The full moon is almost here…

March 12, 2025 Day 12 – Today, I reaped the benefits of my own changing landscape of the mind. Let me tell you about it! I was up and ready for my day and, each morning, I participate in a short meditation to set the tone. I have been consecutive with this for 303 days; the app tells me. Like money in the bank the more you have, or accumulate, the harder you work not to break the streak. My mother-in-law told me that once. When you begin to save money, watching it grow becomes important. 

As I was looking for the app, my muscle memory touched the gmail app and it opened. There was an email there waiting for my reply. I opened it and read it and then started to type! NOOOOOOOOO – exclaimed my soul, spirit, heart or the great divine voice. Let it rest. Let it go! Stay the course to your 303 day! The wind is in your sails and your jib is taut, and it is taunt, teasing you to push forward.

I stopped typing, backspaced and deleted. I set the email to “unread” and closed the app. I then opened the meditation app and set to choosing who would guide me today. I was so happy. I was happy that I can now catch myself on the fly across this ocean of life. I was happy that in my sailing along, I can tack a little and yet stay on course. 

Carol Orsborn writes (on page 17) of Older, Wiser, Fiercer, “When we are young, we need billowing sails because we have so many miles to go. I don’t need as much now – just as much as necessary. The slightest breeze can be more welcomed and appreciated in older age than the great blasts of energy we previously enjoyed.” The miles, (or in Canada kilometers), I needed to go in my youth or younger years were winds of stress, lack and personal interrogation. They were sent from a low pressure system that was lower than low, steeped in poor decisions and self-incrimination. 

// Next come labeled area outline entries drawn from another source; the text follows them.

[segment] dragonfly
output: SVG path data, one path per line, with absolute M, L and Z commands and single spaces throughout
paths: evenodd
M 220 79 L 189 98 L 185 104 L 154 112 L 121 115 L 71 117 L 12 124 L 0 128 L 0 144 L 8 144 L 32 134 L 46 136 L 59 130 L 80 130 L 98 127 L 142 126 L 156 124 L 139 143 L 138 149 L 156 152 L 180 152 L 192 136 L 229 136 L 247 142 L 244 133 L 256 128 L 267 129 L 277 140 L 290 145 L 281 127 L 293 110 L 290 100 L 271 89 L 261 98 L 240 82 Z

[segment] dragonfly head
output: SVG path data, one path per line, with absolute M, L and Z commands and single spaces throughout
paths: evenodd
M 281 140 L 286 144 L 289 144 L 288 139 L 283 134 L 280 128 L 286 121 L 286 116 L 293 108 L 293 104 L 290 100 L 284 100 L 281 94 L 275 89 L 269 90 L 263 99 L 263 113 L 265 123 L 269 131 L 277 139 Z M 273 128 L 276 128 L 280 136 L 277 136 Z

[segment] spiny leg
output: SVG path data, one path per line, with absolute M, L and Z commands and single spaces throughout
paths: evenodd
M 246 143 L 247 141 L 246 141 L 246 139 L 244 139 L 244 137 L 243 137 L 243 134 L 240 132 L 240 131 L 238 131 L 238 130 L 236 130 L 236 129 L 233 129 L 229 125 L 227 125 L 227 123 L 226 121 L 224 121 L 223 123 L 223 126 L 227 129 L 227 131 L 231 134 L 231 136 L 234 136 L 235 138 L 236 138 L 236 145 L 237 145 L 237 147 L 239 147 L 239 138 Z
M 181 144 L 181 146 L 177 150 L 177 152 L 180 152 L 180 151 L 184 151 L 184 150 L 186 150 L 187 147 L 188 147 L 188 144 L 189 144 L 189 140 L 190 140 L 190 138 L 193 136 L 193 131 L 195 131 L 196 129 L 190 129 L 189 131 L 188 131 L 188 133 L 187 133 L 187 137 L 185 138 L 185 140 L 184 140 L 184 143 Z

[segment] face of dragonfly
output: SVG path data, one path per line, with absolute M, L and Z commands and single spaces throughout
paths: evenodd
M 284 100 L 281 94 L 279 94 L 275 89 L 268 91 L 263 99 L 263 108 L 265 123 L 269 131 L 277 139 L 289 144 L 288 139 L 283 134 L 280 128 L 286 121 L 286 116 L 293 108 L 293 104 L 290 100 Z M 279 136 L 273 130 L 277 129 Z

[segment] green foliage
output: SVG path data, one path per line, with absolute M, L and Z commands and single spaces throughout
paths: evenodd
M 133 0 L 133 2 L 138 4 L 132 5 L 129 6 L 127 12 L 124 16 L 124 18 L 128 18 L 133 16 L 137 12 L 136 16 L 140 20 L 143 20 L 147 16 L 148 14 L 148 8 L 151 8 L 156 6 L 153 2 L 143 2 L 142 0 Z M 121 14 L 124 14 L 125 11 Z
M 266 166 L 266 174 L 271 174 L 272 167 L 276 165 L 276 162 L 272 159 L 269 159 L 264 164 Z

The winds of my life today are light breezes that come from love of self. Joy in family and are stemming from a high that can only be found through personal review of purpose and meaning. 

Are your sails full?

Full of what?

Catch the breeze of self-care as the moon is full to capacity in the coming days. Heading to the light of the moon …. women ignite, grow and burn deep with from your heart centre.